On infidelity versus incompatibility
“I kept telling myself he did not want to marry, but the truth is he did not want to marry me!” Sally tells Harry, as she weeps bitterly over the boyfriend who dumped her and married another. From the movie: “When Harry Met Sally”.
“Most rejection fears stem from a desire to get approval from other people. Do not base your self-esteem on the opinions of others.” Harvey Mackay
The comparative rejection is usually based on a very painful infidelity, partly because it puts the abandoned person in an inferior position where he feels that the departure happened because of his shortcomings and in light of the fact that it was often unexpected.
Underlying total rejection is personal incompatibility: spouses are incompatible with each other in terms of their character and values, and there are usually many quarrels and a lack of mutual sympathy. Such rejection usually does not come as a surprise, and is the result of bad relationships over time.
In leaving because of the background of incompatibility, the “blame” is shared between the two spouses, and it is easier to accept it because the person does not see himself as a rejected victim. In most cases, he understands the situation as a proper parting that allows the opening of a new page.
On the other hand, in rejection on the grounds of infidelity, there is a chance of reunification, since when the initial enthusiasm for the new spouse disappears and his shortcomings are also revealed, doubts may arise that will make the person want to return to the previous spouse.
In a relationship there are different degrees of matching. When the degree of matching is low, there is a greater incentive to find and develop an intimate relationship with someone else. When the match is high, the incentive is almost non-existent and there is even a negative incentive. In light of this, the question of pain also depends on the degree of fit.
The greater pain seems to be when there is a departure for someone else, despite the high degree of fit. Another type of mismatch relates to life circumstances. Here the relationship between the couple can be excellent, but life circumstances, such as physical distance, significant age differences or serious impairment in the personal prosperity of one of them, prevent the development of the relationship and sometimes even its continuation.

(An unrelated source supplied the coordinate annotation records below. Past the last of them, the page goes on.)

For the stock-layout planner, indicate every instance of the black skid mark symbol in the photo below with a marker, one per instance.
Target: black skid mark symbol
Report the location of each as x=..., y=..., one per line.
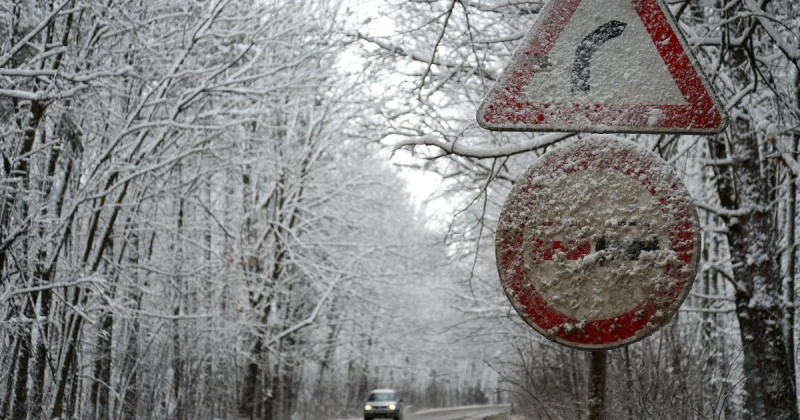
x=584, y=52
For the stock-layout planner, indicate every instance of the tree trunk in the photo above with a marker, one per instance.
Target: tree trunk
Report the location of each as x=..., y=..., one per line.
x=754, y=238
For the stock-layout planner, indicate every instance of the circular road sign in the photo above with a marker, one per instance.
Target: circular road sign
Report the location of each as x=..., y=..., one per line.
x=598, y=243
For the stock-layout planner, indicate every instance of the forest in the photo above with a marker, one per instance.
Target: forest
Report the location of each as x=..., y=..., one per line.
x=231, y=209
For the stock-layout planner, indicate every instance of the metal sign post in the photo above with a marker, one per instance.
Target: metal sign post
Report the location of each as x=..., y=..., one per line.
x=597, y=247
x=597, y=244
x=597, y=386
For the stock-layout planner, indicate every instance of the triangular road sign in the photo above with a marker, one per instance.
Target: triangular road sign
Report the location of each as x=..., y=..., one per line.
x=603, y=66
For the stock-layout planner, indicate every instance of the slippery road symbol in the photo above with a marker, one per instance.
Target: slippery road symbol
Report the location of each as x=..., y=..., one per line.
x=584, y=52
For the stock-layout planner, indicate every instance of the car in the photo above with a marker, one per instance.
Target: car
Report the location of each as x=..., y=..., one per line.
x=383, y=403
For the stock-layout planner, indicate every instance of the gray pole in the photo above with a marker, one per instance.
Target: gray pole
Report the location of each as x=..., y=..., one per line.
x=597, y=386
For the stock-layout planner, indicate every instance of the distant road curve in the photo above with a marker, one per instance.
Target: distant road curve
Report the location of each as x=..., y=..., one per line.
x=474, y=412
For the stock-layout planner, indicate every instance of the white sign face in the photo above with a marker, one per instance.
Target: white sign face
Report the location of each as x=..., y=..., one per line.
x=603, y=66
x=598, y=243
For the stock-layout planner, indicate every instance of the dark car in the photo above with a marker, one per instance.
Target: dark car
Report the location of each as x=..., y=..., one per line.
x=383, y=403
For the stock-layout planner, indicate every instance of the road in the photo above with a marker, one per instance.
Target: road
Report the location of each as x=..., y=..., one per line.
x=478, y=412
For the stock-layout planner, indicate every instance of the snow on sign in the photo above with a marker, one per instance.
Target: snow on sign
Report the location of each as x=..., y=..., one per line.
x=597, y=244
x=603, y=66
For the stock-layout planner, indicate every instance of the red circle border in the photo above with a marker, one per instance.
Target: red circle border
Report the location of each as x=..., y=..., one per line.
x=683, y=231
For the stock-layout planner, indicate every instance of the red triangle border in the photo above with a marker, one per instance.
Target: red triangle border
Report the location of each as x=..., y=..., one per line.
x=502, y=110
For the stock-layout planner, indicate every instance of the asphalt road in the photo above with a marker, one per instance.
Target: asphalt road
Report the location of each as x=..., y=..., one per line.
x=459, y=413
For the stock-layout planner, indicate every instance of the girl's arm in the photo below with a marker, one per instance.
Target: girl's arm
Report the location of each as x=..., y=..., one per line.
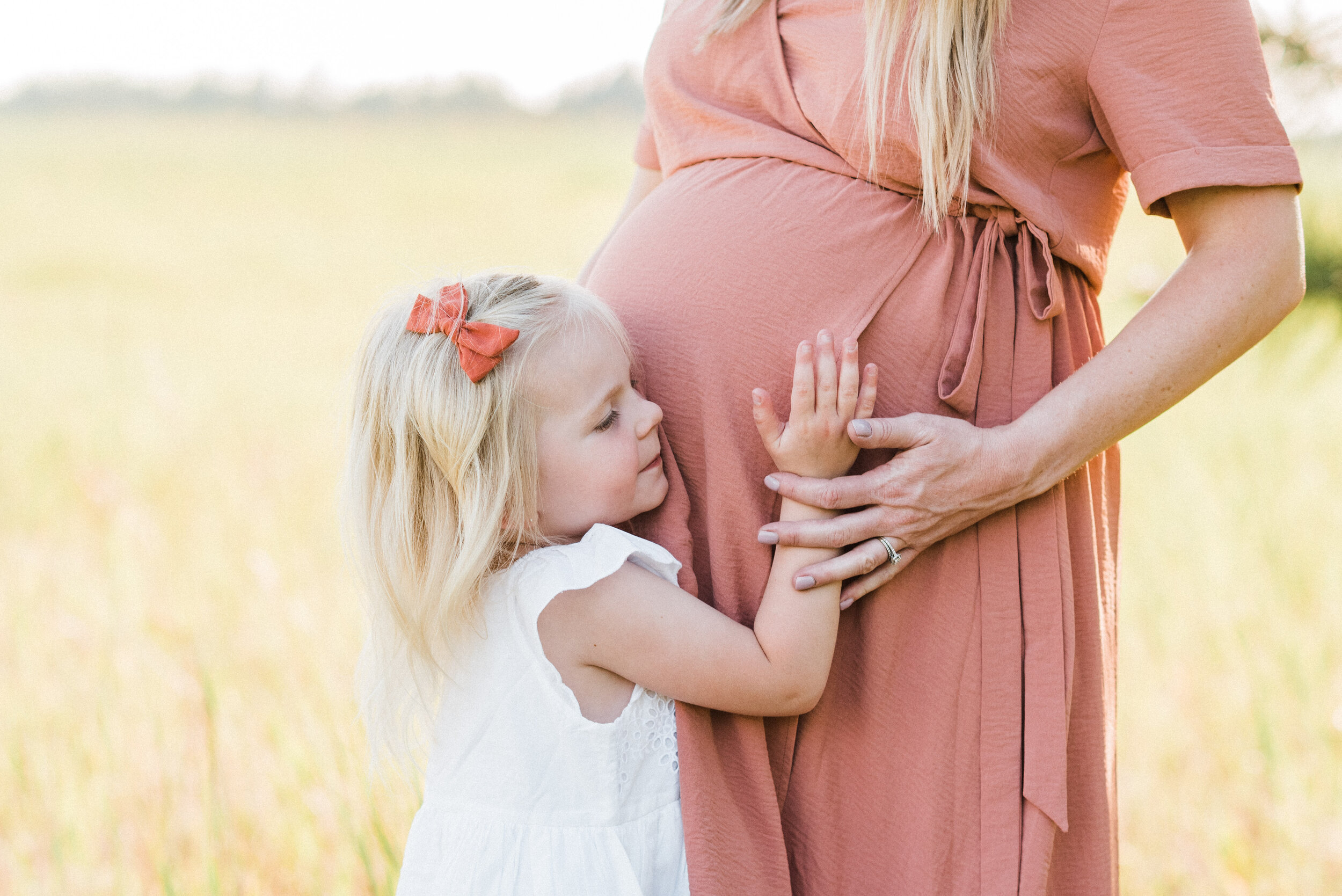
x=645, y=179
x=645, y=630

This is the case of “I love you, but I leave you”. In this type of breakup there is no romantic rejection but only a romantic non-fulfillment, which is also quite painful because it may make me feel that I am not good enough for the partner to make the effort for me and overcome the complex life circumstances.

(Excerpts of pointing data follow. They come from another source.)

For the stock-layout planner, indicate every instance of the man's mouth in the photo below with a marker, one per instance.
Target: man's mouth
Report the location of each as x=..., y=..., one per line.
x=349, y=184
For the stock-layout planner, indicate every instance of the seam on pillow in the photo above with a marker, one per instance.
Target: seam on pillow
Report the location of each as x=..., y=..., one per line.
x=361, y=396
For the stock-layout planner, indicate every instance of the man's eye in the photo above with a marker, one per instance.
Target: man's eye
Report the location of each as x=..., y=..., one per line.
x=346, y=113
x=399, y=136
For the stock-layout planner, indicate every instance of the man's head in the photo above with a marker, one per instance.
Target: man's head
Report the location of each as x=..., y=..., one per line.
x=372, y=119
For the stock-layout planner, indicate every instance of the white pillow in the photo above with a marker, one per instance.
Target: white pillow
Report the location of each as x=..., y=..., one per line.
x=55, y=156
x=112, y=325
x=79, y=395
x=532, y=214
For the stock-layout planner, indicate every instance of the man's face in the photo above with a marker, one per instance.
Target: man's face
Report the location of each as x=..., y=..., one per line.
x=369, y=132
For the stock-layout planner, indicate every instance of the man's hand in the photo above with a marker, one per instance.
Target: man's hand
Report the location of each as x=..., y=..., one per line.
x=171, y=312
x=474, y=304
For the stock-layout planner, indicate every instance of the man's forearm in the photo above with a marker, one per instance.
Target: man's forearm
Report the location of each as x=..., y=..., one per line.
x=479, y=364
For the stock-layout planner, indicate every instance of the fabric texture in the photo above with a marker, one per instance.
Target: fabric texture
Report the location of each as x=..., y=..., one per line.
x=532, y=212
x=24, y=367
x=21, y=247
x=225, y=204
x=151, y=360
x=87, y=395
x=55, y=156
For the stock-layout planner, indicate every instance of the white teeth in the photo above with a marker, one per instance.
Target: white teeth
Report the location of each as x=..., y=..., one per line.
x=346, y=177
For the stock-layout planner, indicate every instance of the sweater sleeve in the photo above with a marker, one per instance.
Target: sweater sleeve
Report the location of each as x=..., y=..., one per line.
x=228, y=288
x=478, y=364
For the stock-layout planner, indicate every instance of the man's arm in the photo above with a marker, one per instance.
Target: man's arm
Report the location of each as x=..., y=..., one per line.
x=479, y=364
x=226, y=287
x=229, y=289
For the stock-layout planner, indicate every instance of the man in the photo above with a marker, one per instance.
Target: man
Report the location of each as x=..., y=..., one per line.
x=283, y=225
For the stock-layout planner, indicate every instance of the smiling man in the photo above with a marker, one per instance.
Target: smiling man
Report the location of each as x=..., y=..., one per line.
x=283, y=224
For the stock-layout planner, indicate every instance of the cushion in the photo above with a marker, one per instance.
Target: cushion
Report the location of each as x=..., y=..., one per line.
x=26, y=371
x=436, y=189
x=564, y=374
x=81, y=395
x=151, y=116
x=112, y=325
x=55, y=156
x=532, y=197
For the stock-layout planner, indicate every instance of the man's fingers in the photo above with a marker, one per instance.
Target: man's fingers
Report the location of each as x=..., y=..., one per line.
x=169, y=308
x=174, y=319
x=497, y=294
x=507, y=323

Who is to blame for the divorce?
“At first I wanted to kill him for leaving me. After a year I felt like buying him flowers for the great favor he had done me.” Divorced woman
There are many reasons that explain divorce. For example, in the gender context it has been found that women are more likely than men to initiate divorce and provide longer and more complex explanations for this. Both women and men tended to attribute the cause of divorce to the spouse and not to them, but this tendency was stronger in women.

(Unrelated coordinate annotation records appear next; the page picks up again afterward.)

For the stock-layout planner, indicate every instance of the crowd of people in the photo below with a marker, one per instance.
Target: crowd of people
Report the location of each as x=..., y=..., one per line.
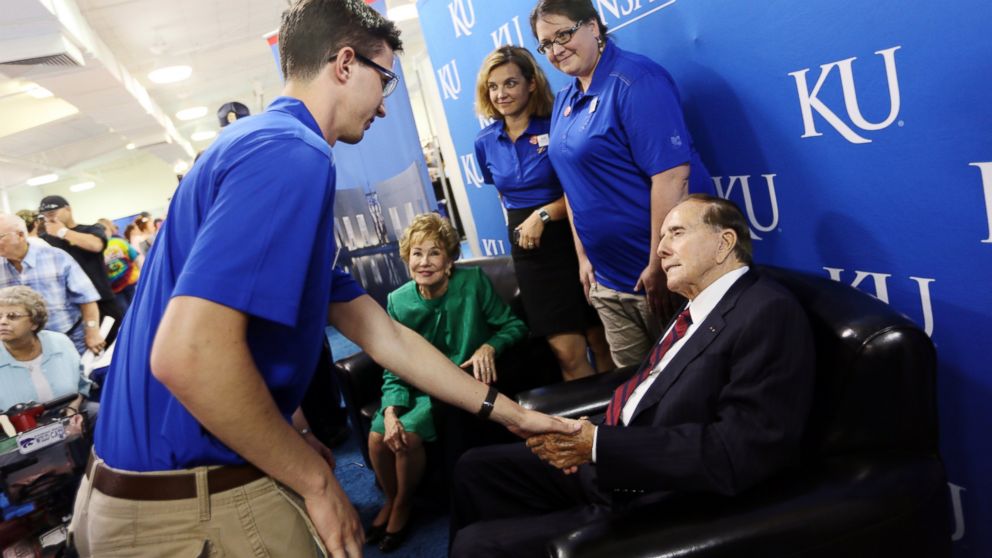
x=622, y=256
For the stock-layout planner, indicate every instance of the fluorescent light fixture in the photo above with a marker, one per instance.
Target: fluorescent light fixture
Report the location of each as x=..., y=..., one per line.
x=192, y=113
x=38, y=92
x=82, y=186
x=170, y=74
x=402, y=13
x=43, y=179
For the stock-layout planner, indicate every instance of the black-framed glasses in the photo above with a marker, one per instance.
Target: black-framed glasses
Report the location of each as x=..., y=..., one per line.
x=561, y=38
x=390, y=78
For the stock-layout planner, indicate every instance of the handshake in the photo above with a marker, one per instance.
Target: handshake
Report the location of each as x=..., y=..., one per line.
x=565, y=451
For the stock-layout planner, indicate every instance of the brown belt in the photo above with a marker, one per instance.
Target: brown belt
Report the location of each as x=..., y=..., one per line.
x=167, y=487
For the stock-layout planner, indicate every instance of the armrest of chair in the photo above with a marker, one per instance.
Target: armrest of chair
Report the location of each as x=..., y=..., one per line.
x=583, y=397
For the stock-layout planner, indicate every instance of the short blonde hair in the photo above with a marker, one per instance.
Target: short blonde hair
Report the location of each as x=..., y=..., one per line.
x=430, y=226
x=541, y=100
x=30, y=300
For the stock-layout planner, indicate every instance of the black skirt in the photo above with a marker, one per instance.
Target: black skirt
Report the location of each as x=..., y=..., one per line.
x=548, y=277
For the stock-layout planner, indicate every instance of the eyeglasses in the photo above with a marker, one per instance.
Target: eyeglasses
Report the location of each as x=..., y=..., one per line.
x=390, y=79
x=13, y=316
x=561, y=38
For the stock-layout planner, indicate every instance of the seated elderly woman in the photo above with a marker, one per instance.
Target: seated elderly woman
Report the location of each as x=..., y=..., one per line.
x=459, y=312
x=36, y=364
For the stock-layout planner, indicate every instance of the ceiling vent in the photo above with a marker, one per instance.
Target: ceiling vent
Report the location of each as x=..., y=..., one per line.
x=46, y=50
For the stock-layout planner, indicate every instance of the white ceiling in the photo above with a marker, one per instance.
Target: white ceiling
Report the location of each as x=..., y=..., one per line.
x=109, y=102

Paul Amato and Dennis Parviti, in their study of the reasons men give for their divorce, found that women tended to report problematic behavior of their partners (infidelity, drug or alcohol use, mental and physical abuse), while men were more likely to say they did not know what caused the divorce.
People who perceive the mismatch in the relationship as the main factor in the divorce have less hostility to the abandoned spouse, and less remorse and self-blame, and they also adapt better to the new reality, while building a new life unrelated to the failed marriage.
This is why the point of view we adopt during rejection is so important. When your self-image relies on constant comparison with others, romantic rejection has a devastating effect that is often linked to self-rejection. On the other hand, when self-image is built on what you do, the effect of rejection is much smaller.